By Chic Hollis – Philosophical Musings
As the English government takes a minor step to rein in their Welfare Program and the French government endeavors to increase the retirement age for Frenchmen to begin to receive benefits, it has become more evident each year that expensive entitlement programs are unsustainable in socialist countries. Taxes collected in Europe are much higher than those collected in the U.S., but they are insufficient to finance a generous welfare state in Europe.
Tax revenue paid to the federal government from all sources in the U.S. does not begin to cover all federal expenses and commitments. Sooner or later, the general public, spoiled by deficit spending in America, will be required to pay more taxes or accept further reductions in entitlement benefits granted to individuals deemed to be “qualified.”
The federal government in 1996 “reformed” its Welfare Program by changing the criteria of eligibility, thus cutting costs. In 2007, the compassionate decision-makers in the District of Corruption facing the projected need for a major bail-out of the Social Security Program, changed the retirement age of recipients eligible for full retirement benefits from 65 years of age to 66. (If a citizen of the U.S. was born after 1960, he or she won’t be eligible for full retirement benefits until they are 67 years of age.) In France the present crisis is all about increasing the retirement age from 60 years of age to 62.
Such piecemeal reductions in government sponsored social programs prove once again that legislatures lack the courage to solve long term financing problems.
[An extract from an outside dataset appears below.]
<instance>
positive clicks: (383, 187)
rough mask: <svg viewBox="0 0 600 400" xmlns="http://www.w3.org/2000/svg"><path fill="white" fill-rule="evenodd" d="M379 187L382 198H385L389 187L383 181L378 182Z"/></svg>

Local elections in California demonstrate time and again that voters do not want their taxes and fees increased. However, the legislators resident in D.C. and Sacramento want to help the desperate poor, the handicapped, the miscellaneous unfortunate, the unemployed, and the homeless.
In those countries where a democratic system for passing laws has been in place for years, little progress can be made in solving the stand-off between the two opposing positions: 1.) “Don’t increase my taxes,” and 2.) “Don’t reduce my benefits!” Once a law is passed, it is very difficult to change it significantly. Once a benefit is approved, it is extremely difficult to withdraw it. Once immigrants are invited to live in a country, it is nearly impossible to send them away or take away their financial assistance.
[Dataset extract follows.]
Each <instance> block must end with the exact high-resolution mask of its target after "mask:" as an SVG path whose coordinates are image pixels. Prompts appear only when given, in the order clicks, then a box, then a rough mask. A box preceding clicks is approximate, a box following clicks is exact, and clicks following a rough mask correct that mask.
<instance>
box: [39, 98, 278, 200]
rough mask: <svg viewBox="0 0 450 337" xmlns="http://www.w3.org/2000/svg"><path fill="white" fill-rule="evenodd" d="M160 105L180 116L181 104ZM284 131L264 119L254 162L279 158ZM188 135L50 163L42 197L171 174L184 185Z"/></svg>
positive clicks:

Over the years the leaders of the Western World have failed to understand how many new jobs must be created each year to employ both the new immigrants and the children of native born citizens. Those who can’t find work locally beg for some kind of government financial assistance. The greater the size of the population, the larger is the class of unemployed and unemployable workers. And the greater the cost of keeping this class satisfied with not-so-meager hand-outs.
Legal and illegal immigrants usually come to the U.S. looking for work and a better standard of living. Americans are living longer, more women are working outside of their homes, and the cost of living here demands that both young parents work because wages are increasing slower than inflation. The dilemma in balancing their budgets for all governments here and abroad will always be determining which commitments to citizens must be honored and which curtailed if the necessary revenue can’t be raised.
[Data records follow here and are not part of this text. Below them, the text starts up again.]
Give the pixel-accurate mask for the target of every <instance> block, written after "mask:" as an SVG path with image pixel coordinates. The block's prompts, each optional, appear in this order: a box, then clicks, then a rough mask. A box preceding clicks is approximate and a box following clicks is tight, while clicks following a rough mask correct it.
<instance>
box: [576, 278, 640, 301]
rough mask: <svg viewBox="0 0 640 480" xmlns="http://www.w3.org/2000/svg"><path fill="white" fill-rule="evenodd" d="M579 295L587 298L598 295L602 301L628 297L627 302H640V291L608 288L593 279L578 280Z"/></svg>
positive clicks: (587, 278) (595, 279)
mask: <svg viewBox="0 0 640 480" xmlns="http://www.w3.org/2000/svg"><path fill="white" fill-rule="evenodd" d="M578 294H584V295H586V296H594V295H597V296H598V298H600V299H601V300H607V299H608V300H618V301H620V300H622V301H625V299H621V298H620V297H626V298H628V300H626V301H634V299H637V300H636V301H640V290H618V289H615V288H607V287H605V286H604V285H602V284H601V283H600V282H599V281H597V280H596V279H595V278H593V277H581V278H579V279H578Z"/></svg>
Arbitrariness underlies all legislation. Consequently, polarization of political forces is the natural outcome of the democratic process. The back room “give and take” negotiations are prevalent in resolving most economic and political dilemmas. Midnight amendments and last minute earmarks to accommodate friends and political supporters are added to bills just before they are signed.
Notwithstanding the acerbic rhetoric and outright lies used in the process, laws eventually are passed. Then implementing regulations are written based on someone’s legal interpretations of the verbiage in the laws that are signed. Legislative work is far from simple and seldom open to the public!
The Union of Soviet Socialist Republics recently proved to the world that a tipping point is reached where the healthy, wealthy, industrious, and provident can no longer subsidize the unproductive, the handicapped, those too young to work, those too old to work, a huge military force, and a bloated bureaucracy.
Of course no one expects politicians to learn from history. Their job is to make history, promises, and feeble excuses for their decisions to wage wars, increase taxes, take bribes, and rule with impunity for their mistakes and incompetence in balancing a budget.
Pragmatists rarely are elected in a democracy. It’s very difficult to please spoiled adults, as anyone can observe from the ruckus in France over extending the retirement age. Does anyone ever listen to the modern Cassandras who predict that government profligacy will end sadly for the third and fourth generations of those who spend tomorrow’s income today?
Do Americans want more entitlements? Listen: There’s a resounding, “YES!” Does anyone in America know who will pay for them? Cock your ear so you can hear a stuttered, muttered, barely uttered, “no.”